Diarrhoea, measles, meningitis and malaria are among the illnesses that could spread rapidly in Darfur, where more than a million people are estimated to have become internally displaced (IDPs) since conflict broke out early last year between the Sudanese Government and two rebel groups. At least 150,000 others have become refugees in neighbouring Chad.

Briefing reporters in New York, spokesman Fred Eckhard said the rain will make many of Darfur's roads impassable. And the relief effort continues to be hampered by restrictions placed by the Sudanese Government on the delivery of aid and other services.

Many of the refugees and IDPs said they fled their homes after their villages were attacked by Janjaweed militias, loose bands of Arab fighters who are recruited and armed by the Khartoum Government. A UN human rights report issued last month found that the Janjaweed had committed numerous human rights abuses, including murders and rapes.
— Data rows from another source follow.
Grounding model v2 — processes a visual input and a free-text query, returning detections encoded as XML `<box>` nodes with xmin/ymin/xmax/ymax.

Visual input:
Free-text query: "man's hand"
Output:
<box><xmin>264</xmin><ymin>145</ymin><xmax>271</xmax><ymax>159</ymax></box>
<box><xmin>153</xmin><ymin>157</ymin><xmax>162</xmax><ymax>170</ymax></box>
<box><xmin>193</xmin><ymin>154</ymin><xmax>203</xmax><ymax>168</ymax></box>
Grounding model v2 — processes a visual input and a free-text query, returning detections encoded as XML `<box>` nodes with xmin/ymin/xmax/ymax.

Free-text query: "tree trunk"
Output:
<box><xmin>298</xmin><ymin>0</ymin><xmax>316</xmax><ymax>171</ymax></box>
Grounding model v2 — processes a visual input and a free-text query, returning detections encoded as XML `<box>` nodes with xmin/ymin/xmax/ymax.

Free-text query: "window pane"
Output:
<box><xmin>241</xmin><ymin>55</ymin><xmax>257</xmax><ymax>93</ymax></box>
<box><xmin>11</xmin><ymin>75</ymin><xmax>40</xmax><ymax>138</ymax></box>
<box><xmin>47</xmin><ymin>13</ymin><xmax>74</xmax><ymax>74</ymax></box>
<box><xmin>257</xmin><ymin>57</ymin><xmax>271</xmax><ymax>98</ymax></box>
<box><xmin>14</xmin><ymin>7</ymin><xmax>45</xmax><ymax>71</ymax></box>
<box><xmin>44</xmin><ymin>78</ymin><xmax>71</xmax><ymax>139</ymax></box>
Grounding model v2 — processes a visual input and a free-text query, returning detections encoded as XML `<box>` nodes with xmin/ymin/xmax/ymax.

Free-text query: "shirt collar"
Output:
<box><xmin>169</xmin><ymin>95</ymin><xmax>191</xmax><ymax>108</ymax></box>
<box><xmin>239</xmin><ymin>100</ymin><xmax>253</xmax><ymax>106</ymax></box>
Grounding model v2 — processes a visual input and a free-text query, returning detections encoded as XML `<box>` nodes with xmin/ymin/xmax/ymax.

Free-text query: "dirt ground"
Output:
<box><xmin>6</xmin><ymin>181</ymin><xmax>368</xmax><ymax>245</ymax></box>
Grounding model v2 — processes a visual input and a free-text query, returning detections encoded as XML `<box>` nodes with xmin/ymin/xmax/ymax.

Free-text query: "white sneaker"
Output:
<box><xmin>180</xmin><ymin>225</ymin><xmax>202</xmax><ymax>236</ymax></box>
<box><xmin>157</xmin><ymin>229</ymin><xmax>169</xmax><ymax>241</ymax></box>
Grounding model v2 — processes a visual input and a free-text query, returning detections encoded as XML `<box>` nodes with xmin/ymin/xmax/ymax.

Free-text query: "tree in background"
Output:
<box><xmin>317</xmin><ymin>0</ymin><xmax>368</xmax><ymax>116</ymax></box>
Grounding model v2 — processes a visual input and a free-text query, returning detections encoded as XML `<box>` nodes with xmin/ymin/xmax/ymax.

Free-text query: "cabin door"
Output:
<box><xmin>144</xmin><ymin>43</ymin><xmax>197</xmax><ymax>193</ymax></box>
While access to Darfur has improved, Mr. Eckhard said, some restrictions continue, including Sudanese customs' slow clearance of vehicles and humanitarian goods and troubles in registering non-government organizations (NGOs) so they can work in the area.

Clashes between one of the rebel groups, the Sudan Liberation Army (SLA), and the Janjaweed near the town of El Fasher have also hindered humanitarian aid deliveries.